With 84 percent of precincts reporting, the progressive Vermont independent received 25.8 percent of the vote, beating former South Bend, Ind. mayor Pete Buttigieg, who came in second at 24.4 percent, according to the Associated Press. Senator Amy Klobuchar of Minnesota surged into third place, garnering 19.7 percent and passing both Senator Elizabeth Warren of Massachusetts, who received 9.4 percent, and former vice president Joe Biden, who received 8.3 percent.
Representative Tulsi Gabbard of Hawaii and former Massachusetts governor Deval Patrick all received less support in New Hampshire than the top tier of Democratic candidates.
Tech entrepreneur Andrew Yang, who was also competing for the Democratic nomination in New Hampshire, suspended his presidential campaign Tuesday night, saying the numbers do not show a path to victory for him. Two other lower-tier candidates, billionaire philanthropist Tom Steyer and Senator Michael Bennet of Colorado, suspended their 2020 campaigns over the course of the evening as well.
Klobuchar’s swift surge in support, which catapulted her into third place in the primary, followed a strong performance in Friday’s Democratic debate.
Before his lackluster finish, Biden, formerly the national frontrunner for months, left New Hampshire earlier than his rivals to travel to South Carolina and addressed his supporters in New Hampshire by livestream. The South Carolina primary will take place on February 29.
Buttigieg and Sanders visited polling locations on Tuesday to rally their supporters before polls closed.
Both Buttigieg and Sanders claimed victory following the botched Iowa caucuses last week.
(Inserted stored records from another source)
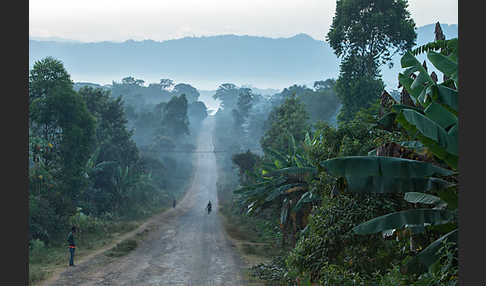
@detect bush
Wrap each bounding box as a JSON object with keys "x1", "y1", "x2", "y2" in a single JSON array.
[
  {"x1": 319, "y1": 262, "x2": 364, "y2": 286},
  {"x1": 286, "y1": 194, "x2": 401, "y2": 281}
]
The caucuses descended into chaos as results were delayed due to glitches in the smartphone app the state Democratic party was using to record results and phone lines jammed when local precinct managers attempted to call Iowa Democratic Party officials, only to be put on hold for hours.
The final caucus results showed Buttigieg beating Sanders by a mere tenth of a percentage point, receiving 26.2 percent of the vote to Sanders’s 26.1 percent. Buttigieg won the caucuses with 14 delegates, while Sanders received 12 delegates, although Sanders won the popular vote. Sanders on Monday requested a partial recanvass of the caucus results.
Sanders is currently leading nationally in the polls at 23 percent, with Biden in second place at 20 percent and former New York City mayor Michael Bloomberg behind them at 13 percent, according to the RealClearPolitics average of polls.